The operations empower the user to manipulate the values. The laws empower the engine to simply execution.

Copy link
Copy Markdown
Contributor

@joseph-isaacs joseph-isaacs Apr 28, 2026

Choose a reason for hiding this comment

The reason will be displayed to describe this comment to others. Learn more.

It defines the mathematical domain of inhibitable values and mathematical functions over these domain match exactly with vortex function over these dtypes.

Also currently the DType defines a canonical canonical array, so I guess this also defines the interpretation of the values in the array in that domain?

Comment thread rfcs/0055-type-system.md
this separation, implementing `M` operations across `N` encodings requires `N * M` implementations.
With it, each encoding only needs to decompress itself and each operation only needs to target
decompressed forms, reducing the cost to `N + M`. See this
[blog post](https://spiraldb.com/post/logical-vs-physical-data-types) for more information.
Copy link
Copy Markdown
Contributor

Choose a reason for hiding this comment

The reason will be displayed to describe this comment to others.
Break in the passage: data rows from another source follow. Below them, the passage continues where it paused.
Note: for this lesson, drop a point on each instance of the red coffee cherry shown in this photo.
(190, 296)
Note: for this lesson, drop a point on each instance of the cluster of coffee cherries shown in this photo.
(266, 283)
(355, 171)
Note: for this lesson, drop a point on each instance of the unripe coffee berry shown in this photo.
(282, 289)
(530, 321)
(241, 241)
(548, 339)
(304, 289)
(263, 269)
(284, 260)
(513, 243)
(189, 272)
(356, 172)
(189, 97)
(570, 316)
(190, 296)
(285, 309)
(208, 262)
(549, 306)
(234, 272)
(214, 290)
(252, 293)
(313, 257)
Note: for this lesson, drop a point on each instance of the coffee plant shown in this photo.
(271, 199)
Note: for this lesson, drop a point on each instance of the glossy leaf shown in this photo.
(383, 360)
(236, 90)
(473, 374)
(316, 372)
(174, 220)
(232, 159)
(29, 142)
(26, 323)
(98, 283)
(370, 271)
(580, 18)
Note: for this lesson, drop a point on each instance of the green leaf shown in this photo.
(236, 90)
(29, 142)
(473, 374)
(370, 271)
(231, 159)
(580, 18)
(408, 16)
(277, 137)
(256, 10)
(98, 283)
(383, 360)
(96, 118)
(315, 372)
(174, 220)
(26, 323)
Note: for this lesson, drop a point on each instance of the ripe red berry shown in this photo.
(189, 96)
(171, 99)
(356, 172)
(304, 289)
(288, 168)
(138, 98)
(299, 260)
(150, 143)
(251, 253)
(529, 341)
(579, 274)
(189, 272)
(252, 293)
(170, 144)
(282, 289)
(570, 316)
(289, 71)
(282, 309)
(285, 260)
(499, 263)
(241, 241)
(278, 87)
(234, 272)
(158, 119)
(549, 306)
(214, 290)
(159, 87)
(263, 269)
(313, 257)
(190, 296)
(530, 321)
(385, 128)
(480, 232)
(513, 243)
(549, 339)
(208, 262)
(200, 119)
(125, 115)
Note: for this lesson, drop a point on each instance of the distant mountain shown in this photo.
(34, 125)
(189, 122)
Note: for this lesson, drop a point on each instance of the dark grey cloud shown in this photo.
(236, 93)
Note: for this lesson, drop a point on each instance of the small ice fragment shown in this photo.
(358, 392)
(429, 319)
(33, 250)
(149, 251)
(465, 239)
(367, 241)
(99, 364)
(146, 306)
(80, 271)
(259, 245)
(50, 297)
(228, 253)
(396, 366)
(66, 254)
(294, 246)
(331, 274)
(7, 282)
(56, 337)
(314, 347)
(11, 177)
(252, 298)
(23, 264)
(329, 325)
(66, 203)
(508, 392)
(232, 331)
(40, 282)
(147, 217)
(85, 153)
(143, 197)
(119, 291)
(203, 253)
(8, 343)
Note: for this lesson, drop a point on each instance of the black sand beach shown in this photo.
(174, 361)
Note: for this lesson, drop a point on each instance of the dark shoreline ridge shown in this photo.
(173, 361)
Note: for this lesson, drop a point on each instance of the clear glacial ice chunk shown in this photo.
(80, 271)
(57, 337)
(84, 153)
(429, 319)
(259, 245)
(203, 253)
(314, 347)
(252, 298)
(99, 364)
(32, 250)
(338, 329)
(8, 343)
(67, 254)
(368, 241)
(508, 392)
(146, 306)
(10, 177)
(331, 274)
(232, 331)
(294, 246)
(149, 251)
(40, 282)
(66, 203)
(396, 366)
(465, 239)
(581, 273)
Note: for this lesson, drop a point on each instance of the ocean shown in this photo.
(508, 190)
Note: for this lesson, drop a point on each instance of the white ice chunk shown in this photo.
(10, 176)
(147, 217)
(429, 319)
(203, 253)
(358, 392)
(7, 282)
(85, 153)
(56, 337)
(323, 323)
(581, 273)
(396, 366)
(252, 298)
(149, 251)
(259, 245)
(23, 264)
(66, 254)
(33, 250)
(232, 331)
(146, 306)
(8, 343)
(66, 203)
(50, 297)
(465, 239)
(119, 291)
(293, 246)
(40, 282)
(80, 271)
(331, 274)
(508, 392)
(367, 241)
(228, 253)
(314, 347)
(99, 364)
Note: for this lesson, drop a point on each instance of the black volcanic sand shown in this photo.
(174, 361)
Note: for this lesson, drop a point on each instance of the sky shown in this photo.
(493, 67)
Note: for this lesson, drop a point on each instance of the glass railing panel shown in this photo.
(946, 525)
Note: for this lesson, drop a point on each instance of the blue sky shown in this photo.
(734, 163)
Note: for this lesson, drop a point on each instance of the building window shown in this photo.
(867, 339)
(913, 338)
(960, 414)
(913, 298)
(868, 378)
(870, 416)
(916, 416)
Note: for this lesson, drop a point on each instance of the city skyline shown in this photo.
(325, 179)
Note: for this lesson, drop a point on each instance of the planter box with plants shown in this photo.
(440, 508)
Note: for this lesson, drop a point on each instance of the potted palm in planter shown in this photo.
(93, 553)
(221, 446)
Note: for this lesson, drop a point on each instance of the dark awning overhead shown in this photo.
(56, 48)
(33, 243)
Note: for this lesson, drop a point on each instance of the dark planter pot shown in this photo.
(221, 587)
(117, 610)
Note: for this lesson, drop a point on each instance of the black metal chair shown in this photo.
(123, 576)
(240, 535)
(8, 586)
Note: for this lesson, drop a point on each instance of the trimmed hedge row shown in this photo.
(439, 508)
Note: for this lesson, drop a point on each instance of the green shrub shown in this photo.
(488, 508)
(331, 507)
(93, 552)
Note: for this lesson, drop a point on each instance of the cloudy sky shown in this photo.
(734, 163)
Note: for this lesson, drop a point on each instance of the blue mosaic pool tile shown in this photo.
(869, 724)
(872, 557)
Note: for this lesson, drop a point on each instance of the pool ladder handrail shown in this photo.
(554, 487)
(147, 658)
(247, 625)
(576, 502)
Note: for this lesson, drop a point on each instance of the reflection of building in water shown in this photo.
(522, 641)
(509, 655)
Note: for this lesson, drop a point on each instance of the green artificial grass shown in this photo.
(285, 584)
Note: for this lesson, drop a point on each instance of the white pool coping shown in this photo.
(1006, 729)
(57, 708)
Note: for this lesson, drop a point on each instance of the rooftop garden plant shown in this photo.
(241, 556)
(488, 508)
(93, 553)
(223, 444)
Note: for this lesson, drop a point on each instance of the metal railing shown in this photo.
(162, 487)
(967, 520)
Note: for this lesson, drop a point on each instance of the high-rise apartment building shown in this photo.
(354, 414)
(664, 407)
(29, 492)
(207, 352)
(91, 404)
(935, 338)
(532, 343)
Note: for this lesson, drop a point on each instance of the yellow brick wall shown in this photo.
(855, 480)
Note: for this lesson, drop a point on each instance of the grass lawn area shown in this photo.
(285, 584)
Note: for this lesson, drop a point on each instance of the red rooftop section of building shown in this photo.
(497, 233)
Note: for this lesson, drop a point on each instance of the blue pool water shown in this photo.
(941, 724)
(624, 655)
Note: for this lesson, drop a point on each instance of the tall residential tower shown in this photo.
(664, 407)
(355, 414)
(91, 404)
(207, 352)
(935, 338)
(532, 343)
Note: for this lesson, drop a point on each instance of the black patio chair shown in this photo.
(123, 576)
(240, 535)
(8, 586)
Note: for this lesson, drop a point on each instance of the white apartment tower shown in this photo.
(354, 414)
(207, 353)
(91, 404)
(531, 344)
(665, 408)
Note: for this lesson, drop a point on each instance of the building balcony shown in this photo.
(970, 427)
Learn more.

I don't think this argument is compelling to users/consumers. It appeals to engineers implementing operators or encodings.

IMO, the value of the logical-physical distinction is: Vortex consumers may abstractly specify work in terms of logical operations on logical types. Their code doesn't need to change when someone ships a new physical type (e.g. update Vortex and you take advantage of NewFSST without changing any code).

Comment thread rfcs/0055-type-system.md
The critical property of a quotient type is that operations on it must be **well-defined**: they
must produce the same result regardless of which member of the class you operate on. Formally, if
`f : A → B` respects the equivalence relation (`a ~ a'` implies `f(a) = f(a')`), then `f` descends
to a well-defined function on the quotient `f' : A/~ → B`.
Copy link
Copy Markdown
Contributor

Choose a reason for hiding this comment

The reason will be displayed to describe this comment to others. Learn more.

I think this section needs to say something about the operations which are defined on each logical type. AFAICT, it's important that the operations respect the equivalence relation. In particular, the sum of two arrays shouldn't be affected by the physical encoding.

I think the theorem we want is something like this. Elements from the same equivalence class must have equivalent results under every operation.

a, a': A/~
f: A/~ -> A/~

if a ~ a' then f(a) ~ f(a')
a, b, c, d: A/~
g: (A/~, A/~) -> A/~
if
    a ~ c
    b ~ d
then
    g(a, b) ~ g(c, d)

Comment thread rfcs/0055-type-system.md Outdated
all physical encodings into equivalence classes, where each class corresponds to a single logical
column of data.

A Vortex `DType` like `Primitive(I32, NonNullable)` **names** one of these equivalence classes. It
Copy link
Copy Markdown
Contributor

Choose a reason for hiding this comment

The reason will be displayed to describe this comment to others. Learn more.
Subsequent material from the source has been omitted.